Of course, I was soon lost in that maze of little streets snaking around one another, more or less paralleling the Thames. It took me half an hour to find the Temple and by the time I reached the Strand, heading for Trafalgar Square, the sun blazed in a clear, pale winter sky. I knew what had happened. Somehow I had chosen the wrong square. It wasn't Carmelite Inn Chambers at all!

So I got my hair cut in St Martin's Lane and went back to look for another square like Carmelite Inn Chambers. An old Inn of Court where lawyers worked and often lived. That part of London is still full of them. Some sensible monarch set them up when he was reforming the law. The lawyers, of course, soon departed from the spirit of the institution. Rumour had it that most of the apartments were now occupied by mistresses of barristers or the barristers' mothers.
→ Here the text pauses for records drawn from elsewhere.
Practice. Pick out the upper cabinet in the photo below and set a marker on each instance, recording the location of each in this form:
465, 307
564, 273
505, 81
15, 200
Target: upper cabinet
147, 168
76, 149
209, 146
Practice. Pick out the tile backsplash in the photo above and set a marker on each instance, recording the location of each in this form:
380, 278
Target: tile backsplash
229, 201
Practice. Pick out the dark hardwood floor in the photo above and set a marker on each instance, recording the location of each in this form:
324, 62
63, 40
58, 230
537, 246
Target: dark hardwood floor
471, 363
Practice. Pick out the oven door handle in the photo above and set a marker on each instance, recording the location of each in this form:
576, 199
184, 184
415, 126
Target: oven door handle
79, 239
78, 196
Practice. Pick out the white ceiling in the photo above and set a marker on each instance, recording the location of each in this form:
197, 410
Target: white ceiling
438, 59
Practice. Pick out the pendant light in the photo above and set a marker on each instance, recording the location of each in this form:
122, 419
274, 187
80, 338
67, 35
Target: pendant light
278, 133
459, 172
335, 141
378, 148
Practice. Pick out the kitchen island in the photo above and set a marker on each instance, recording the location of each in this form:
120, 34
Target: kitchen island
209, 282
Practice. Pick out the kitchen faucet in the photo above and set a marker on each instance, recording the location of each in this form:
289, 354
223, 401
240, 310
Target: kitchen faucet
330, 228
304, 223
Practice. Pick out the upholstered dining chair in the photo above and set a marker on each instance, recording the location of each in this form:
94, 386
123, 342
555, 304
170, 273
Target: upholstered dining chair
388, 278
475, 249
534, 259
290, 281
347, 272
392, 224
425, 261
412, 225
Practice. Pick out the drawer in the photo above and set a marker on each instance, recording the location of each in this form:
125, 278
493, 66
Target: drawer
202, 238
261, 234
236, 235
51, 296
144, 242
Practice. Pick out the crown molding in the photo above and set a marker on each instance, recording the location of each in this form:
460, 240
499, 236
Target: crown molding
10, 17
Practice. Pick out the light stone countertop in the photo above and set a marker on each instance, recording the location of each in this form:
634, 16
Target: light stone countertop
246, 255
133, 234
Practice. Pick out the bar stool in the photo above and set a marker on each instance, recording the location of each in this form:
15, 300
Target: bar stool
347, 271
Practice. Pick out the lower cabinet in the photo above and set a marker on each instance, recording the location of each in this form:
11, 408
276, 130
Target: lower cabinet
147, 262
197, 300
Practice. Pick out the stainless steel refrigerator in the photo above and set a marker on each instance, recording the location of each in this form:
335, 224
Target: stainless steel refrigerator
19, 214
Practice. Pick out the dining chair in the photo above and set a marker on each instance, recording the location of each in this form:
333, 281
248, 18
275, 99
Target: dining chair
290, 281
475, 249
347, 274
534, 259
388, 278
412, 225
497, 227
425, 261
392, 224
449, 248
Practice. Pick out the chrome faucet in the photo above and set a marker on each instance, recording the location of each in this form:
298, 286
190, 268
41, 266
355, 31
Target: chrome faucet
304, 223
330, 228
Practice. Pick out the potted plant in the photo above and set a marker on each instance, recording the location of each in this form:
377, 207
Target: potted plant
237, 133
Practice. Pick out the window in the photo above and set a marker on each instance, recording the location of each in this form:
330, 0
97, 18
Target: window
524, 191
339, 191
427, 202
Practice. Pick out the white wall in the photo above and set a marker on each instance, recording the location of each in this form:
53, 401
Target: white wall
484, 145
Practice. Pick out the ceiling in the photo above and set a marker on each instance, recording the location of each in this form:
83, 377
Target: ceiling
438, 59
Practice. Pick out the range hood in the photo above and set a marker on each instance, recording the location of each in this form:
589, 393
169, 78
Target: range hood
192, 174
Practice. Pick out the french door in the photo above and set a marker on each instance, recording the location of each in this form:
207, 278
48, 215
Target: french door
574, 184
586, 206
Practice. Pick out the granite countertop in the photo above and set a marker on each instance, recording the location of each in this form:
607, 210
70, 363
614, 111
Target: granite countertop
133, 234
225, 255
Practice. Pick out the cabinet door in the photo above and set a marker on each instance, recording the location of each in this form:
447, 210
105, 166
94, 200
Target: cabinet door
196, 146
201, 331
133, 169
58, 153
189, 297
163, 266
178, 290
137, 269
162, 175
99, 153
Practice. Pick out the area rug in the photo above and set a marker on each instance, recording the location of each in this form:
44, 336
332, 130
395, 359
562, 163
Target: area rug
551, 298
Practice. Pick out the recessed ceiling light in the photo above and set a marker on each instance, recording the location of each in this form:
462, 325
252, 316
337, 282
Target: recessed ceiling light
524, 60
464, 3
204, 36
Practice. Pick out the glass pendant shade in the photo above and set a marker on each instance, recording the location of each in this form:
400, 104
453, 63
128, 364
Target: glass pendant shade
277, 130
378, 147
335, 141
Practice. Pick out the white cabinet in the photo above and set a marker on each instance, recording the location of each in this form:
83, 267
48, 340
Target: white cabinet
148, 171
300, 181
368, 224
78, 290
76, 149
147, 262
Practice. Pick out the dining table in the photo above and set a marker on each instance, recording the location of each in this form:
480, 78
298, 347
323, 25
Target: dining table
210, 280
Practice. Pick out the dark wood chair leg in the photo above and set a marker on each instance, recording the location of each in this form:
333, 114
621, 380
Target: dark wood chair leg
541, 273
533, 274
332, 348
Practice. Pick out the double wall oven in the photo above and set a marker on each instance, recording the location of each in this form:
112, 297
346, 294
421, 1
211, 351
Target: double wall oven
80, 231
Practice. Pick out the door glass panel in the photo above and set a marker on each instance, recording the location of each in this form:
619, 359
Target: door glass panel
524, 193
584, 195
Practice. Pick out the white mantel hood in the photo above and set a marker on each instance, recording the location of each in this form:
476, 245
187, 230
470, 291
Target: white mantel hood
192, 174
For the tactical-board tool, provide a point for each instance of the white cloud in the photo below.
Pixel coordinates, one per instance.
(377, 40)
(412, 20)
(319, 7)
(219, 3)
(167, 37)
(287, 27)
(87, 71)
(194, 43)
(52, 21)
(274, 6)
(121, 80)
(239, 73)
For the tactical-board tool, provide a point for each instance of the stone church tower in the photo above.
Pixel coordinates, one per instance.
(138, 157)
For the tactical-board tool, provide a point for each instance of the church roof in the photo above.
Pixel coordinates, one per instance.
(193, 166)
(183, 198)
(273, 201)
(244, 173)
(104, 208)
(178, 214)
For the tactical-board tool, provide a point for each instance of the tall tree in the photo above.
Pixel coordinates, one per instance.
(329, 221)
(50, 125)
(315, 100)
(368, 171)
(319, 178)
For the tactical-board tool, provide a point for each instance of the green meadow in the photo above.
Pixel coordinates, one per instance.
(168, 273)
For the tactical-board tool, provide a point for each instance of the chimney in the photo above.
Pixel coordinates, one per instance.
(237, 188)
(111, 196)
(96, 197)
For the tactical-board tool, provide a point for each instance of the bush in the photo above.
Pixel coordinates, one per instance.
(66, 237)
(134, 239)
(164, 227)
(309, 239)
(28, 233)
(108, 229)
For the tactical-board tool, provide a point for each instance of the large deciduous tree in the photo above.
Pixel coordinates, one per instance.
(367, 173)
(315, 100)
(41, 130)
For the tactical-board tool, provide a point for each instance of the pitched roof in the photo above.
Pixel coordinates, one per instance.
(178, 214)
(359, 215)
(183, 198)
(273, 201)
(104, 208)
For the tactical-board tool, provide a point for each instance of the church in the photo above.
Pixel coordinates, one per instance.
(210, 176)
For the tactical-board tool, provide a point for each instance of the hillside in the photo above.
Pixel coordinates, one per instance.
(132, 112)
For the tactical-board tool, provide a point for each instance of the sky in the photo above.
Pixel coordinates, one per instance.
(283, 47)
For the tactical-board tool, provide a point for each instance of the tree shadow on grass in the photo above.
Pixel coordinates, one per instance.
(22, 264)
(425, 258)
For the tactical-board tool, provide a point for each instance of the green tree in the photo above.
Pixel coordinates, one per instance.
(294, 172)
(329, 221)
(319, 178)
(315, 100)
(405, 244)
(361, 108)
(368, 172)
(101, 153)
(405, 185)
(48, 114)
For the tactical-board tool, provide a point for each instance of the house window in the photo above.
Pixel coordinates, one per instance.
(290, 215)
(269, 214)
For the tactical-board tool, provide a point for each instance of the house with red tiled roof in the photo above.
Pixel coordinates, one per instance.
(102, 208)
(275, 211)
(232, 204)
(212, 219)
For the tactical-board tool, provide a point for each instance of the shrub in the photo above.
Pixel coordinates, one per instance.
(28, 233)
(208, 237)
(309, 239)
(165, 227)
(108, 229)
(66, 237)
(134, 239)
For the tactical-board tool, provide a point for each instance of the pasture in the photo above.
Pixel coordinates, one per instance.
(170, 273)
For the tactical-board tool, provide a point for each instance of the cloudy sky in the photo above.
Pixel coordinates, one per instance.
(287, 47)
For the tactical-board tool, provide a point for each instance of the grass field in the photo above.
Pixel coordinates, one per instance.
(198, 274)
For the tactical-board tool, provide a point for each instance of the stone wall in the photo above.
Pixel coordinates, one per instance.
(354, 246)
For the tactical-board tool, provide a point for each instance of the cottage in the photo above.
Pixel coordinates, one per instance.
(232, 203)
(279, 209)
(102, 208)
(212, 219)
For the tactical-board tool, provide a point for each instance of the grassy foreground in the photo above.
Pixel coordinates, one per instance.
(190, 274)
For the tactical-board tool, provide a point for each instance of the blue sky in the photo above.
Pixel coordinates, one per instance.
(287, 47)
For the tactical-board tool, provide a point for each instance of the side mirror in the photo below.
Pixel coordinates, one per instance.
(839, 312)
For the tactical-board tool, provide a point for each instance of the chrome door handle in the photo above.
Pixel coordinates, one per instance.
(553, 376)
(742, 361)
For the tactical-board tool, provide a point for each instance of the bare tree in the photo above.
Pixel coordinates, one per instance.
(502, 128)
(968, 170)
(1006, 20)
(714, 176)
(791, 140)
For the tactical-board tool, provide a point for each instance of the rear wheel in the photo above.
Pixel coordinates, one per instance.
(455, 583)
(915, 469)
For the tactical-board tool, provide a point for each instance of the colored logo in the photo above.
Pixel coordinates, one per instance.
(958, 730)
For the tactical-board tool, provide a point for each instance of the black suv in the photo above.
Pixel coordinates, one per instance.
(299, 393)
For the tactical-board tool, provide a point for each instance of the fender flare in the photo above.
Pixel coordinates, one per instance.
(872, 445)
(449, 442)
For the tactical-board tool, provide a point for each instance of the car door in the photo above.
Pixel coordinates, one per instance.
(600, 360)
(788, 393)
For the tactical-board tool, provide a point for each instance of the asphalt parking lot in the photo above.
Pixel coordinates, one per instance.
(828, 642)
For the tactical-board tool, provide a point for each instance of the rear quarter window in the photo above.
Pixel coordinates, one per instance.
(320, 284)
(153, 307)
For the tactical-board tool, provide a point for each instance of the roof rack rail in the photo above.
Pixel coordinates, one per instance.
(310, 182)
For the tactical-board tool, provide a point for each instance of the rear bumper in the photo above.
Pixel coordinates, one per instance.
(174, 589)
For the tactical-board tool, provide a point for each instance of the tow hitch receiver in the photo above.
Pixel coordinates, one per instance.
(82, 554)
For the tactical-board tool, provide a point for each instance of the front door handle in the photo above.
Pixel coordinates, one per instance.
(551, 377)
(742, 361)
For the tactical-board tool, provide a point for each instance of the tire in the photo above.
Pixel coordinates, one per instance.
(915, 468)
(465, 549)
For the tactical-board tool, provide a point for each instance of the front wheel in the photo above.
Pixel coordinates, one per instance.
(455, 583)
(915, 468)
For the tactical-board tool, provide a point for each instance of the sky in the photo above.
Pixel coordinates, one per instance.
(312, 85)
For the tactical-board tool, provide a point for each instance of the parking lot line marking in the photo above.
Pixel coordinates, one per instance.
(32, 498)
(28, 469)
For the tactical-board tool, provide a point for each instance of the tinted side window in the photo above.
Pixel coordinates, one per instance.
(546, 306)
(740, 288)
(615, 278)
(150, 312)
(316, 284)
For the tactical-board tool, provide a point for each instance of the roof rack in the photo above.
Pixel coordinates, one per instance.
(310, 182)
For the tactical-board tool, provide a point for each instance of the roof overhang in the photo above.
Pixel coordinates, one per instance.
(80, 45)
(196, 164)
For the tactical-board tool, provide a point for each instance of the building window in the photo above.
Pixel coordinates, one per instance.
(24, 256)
Remembering that I was due to have tea with the abbot I did everything I could to find the place. Now I felt guilty as well as frustrated. I went back to the Old Bailey, to the typesetter, but they were closed. For hours I tried to find a square that resembled Carmelite Inn Chambers, but I discovered nothing nearby. The more I returned to it, the more I was sure I had been right the first time. I tried pushing on the gates. I asked passersby what they thought was behind them. Most said they had been sealed up since before the war. Others thought there was a boatyard back there, or some kind of junk business. Some of the chambers appeared to look onto the Sanctuary, but, when I asked to see, I was told those windows had been bricked up since before the war. What sort of delusion could I have suffered? I returned to Fleet Street and had a glass of claret at El Vino while I sat and refused to believe what was happening. When people I knew came in I was cheerful. I didn't say anything about my obsession. There is nothing like an obsession to keep food off the table. I decided to wait until Pete Taylor and Barry Bayley could come with me.

I also decided to keep trying periodically but not to spend my life on it. If I continued to insist on searching for the mysterious gate, I'd really go crazy. However, I was suspicious of comparisons to those stories about vanishing shops or houses, so popular with readers around the end of the nineteenth century. In my world, if a house suddenly vanished it was because Hitler had dropped a bomb on it. Those gates had to be somewhere! Could I be experiencing a trick of the fog?

Although I felt awkward about missing that teatime appointment, I was still mainly intrigued by the young woman I had glimpsed riding into the innyard. She was around my age. Wonderful in her tricorne hat and thigh-high boots, she was quite literally my dream girl. Every time I was in the Fleet Street area I looked out for her.

Three days later Bayley came round to return a
Science Fantasy
he'd borrowed. We went to the Globe, then back to his place. I kept him up all night, going through my little trauma over and over again, showing him the copy of
Claude Duval
. He listened mainly, he admitted, because I was buying. Early next morning I dragged him back to Carmelite Inn Square to look for the gate. Barry's hangover had been growing worse. When we reached the gate he pushed it open easily, much to my surprise, and immediately stepped back, holding his nose. ‘What a bloody stench!' Then he turned around and began to throw up in the gutter.